Charlier écrit : « le préjugé de couleur bat son plein, parce que, refoulée de plus en plus de l’industrie, des grandes entreprises agricoles et du commerce, la bourgeoisie nationale s’est rabattue sur la fonction publique ; elle est devenue une bourgeoisie purement parasitaire qui ne peut se maintenir que grâce aux chèques de l’Etat. Et le gouvernement déchu n’a rien fait pour résoudre le problème. Ou mieux il a tout fait pour prolétariser l’élément autochtone et a pratiqué une politique systématique de népotisme. Et suprême légèreté, il a mulâtrisé l’Administration ; il a mulâtrisé le cadre diplomatique ; il a mulâtrisé le gouvernement. C’est ainsi qu’on a vu des petits Mulâtres imbéciles, sans aucune préparation, siéger dans les assemblées internationales les plus importantes, que l’élément noir a été systématiquement écarté de tous les postes diplomatiques alors que très solennellement nous réclamons à San Francisco l’égalité raciale. » [10]

Le tableau social que brosse Charlier sous Lescot n’est ni trop rapproché, ni trop éloigné. Comme il l’explique, la mulâtrification de l’administration publique sous Lescot est réelle. En effet, les mulâtres dominent exclusivement l’État major de l’armée, le corps diplomatique, le cabinet ministériel et les postes moindrement importants de l’administration publique. Au fait, depuis l’occupation américaine, la forme mulâtriste de la discrimination raciste qui était au repos, a repris du service. L’alignement se fait sur l’épiderme. Parfois, c’est fait avec élégance, d’une manière étrangement stylisée ; d’autres fois, ça grouille, et enfin l’intervention est brute. C’est ce qu’on voit même si on ne fait pas l’effort de regarder.

La dénonciation de l’imposture du pouvoir noir

Le mode d’action du colorisme (mulâtrisme/noirisme) qui plonge ses racines dans la société coloniale de Saint Domingue crée un fonctionnement psychique particulier dans la population. Un réflexe de persécution de soi s’aiguise avec renforcement de l’archaïsme et rejet de tout ce qui n’est pas soi-même. En devenant le cadre interprétatif du citoyen moyen, la couleur de la peau installe la société entière dans le délire et la persécution. Des réactions qui prennent des formes autant perverses que sophistiquées. Cette situation banalisée est même appropriée par la culture nationale. L’envie et le simple regard peuvent devenir des forces agressives et destructives. Toutes sortes de fantasmes s’y mêlent avec des dommages de l’un envers l’autre pouvant aller jusqu’à la mort, comme ce fut le cas avec l’affaire Viau-Rémy.

Les dégâts provoqués par le mulâtrisme dans les consciences sont palpables bien des années auparavant. Les dysfonctionnements se manifestent ouvertement avec cette Lettre du Président de la République Élie Lescot à Monsieur Maurice Dartigue, Secrétaire d’État de l’Instruction Publique le 19 octobre 1942 lui demandant de procéder à la révocation de M. Daniel Fignolé [11].

Monsieur le Secrétaire d’État,

Il m’est tombé sous les yeux l’édition nos. 3 et 4, de la Revue « Chantiers » que dirige Daniel Fignolé, professeur au lycée Pétion de Port-au-Prince.

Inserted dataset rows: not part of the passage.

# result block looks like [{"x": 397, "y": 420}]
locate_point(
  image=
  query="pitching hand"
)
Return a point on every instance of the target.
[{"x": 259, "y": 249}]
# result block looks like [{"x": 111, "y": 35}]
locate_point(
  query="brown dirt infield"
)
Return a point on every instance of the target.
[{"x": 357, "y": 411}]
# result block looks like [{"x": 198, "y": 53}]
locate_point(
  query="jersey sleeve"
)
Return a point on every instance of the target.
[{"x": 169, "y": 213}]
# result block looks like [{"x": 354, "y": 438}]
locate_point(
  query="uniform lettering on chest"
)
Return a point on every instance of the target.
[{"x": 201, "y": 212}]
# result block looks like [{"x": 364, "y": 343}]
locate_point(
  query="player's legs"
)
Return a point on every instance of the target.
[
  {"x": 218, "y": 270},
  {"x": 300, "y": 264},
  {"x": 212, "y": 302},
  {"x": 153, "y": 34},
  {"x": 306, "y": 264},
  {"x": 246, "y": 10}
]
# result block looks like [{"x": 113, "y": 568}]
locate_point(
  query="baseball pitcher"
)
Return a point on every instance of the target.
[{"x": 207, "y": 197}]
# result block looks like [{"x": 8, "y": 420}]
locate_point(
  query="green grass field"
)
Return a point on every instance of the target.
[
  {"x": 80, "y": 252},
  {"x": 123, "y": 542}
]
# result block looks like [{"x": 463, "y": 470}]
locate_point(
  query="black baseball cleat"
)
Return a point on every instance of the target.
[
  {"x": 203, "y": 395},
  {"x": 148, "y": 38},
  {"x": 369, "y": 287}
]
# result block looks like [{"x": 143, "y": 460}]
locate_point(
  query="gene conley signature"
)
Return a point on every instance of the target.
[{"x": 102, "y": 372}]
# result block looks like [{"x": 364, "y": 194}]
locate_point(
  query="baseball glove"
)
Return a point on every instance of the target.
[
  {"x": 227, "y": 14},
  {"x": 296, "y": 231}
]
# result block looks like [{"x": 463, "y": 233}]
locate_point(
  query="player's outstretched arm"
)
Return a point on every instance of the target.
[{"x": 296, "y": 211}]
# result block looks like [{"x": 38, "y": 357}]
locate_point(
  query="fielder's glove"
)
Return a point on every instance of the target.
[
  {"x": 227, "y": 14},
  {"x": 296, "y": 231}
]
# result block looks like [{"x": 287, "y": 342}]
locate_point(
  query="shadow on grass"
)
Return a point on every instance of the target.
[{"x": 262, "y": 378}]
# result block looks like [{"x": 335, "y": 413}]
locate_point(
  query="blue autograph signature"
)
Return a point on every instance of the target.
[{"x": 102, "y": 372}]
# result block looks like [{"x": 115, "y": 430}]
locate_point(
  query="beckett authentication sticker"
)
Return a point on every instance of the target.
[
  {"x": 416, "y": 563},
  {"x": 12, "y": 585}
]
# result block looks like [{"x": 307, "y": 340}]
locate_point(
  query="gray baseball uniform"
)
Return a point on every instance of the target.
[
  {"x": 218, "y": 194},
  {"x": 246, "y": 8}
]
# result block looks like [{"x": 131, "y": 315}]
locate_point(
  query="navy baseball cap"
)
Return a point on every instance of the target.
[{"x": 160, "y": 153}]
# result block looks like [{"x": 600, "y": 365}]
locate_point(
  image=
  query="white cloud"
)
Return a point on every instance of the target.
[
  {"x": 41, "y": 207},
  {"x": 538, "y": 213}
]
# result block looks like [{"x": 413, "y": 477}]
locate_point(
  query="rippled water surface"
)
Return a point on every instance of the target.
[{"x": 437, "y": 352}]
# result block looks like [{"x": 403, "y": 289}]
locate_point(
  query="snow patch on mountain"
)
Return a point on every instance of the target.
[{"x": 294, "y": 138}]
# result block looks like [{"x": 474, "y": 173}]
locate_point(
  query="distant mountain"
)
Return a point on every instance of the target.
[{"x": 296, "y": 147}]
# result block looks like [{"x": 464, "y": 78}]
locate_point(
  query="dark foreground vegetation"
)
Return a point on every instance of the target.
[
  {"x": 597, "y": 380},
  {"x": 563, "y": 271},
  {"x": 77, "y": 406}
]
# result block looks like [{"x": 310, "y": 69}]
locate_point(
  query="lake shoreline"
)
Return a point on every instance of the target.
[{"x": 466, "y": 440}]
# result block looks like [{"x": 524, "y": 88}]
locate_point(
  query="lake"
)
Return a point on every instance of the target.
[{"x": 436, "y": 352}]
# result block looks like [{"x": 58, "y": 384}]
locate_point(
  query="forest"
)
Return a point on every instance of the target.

J’y ai relevé divers articles dans lesquels les auteurs, oubliant que nous sommes tous issus de la même race, soulignent de mesquines théories de couleur et manifestent des tendances politiques qui me paraissent nettement inadmissibles dans un organe dirigé par un professeur de lycée. Monsieur Fignolé n’est plus qualifié, après une telle attitude, à professer dans les Écoles Nationales de la République. Vous lui notifierez, conséquemment, que je l’ai révoqué de ses fonctions, car ayant supprimé l’influence nocive de la politique dans le recrutement du personnel enseignant, j’entends ne pas permettre à des professeurs d’afficher aucune politique de race ou de couleur, susceptible d’entretenir dans l’esprit des jeunesses qui leur sont confiées des germes de discorde.
Mon administration est nettement décidée à résorber, sinon à enrayer dans ce petit pays toute question de préjugé de couleur, toute tendance à un régionalisme néfaste et à sévir contre les théoriciens – malfaiteurs conscients ou inconscients de ces éternelles plateformes - qui propagent de pareilles idées, en vue de leurs petits intérêts particuliers.

Le Président de la République, à son avènement au Pouvoir, a entrepris une politique de juste réhabilitation des masses et n’entend pas verser dans une démagogie basée sur la pigmentation des épidermes ou une lutte de classes.

…………..

En lui notifiant sa révocation, vous ne manquerez pas de faire savoir à Monsieur Fignolé que la Police a les yeux fixés sur ses activités et sur celles de ceux qui sont groupés autour de lui.

Daniel Fignolé demande de fixer d’autres règles au jeu social. Il n’est pas le seul noir des classes moyennes à refuser d’accepter la légitimation mulâtriste. Dans son journal Chantiers, il écrit : « les mulâtres sont mauvais » [12]. Le même son de cloche se retrouve dans L’Action nationale dirigé par Julio Jean Pierre Audain, Lorimer Denis, François Duvalier, Morille Figaro. Dans leur entendement, « Le mulâtre est mulâtre avant d’être haïtien » [13]. Tout un courant politique noiriste regroupé autour du journal La République [14] va militer pour un recentrage de la vie sociopolitique et économique basé sur les droits réels des individus.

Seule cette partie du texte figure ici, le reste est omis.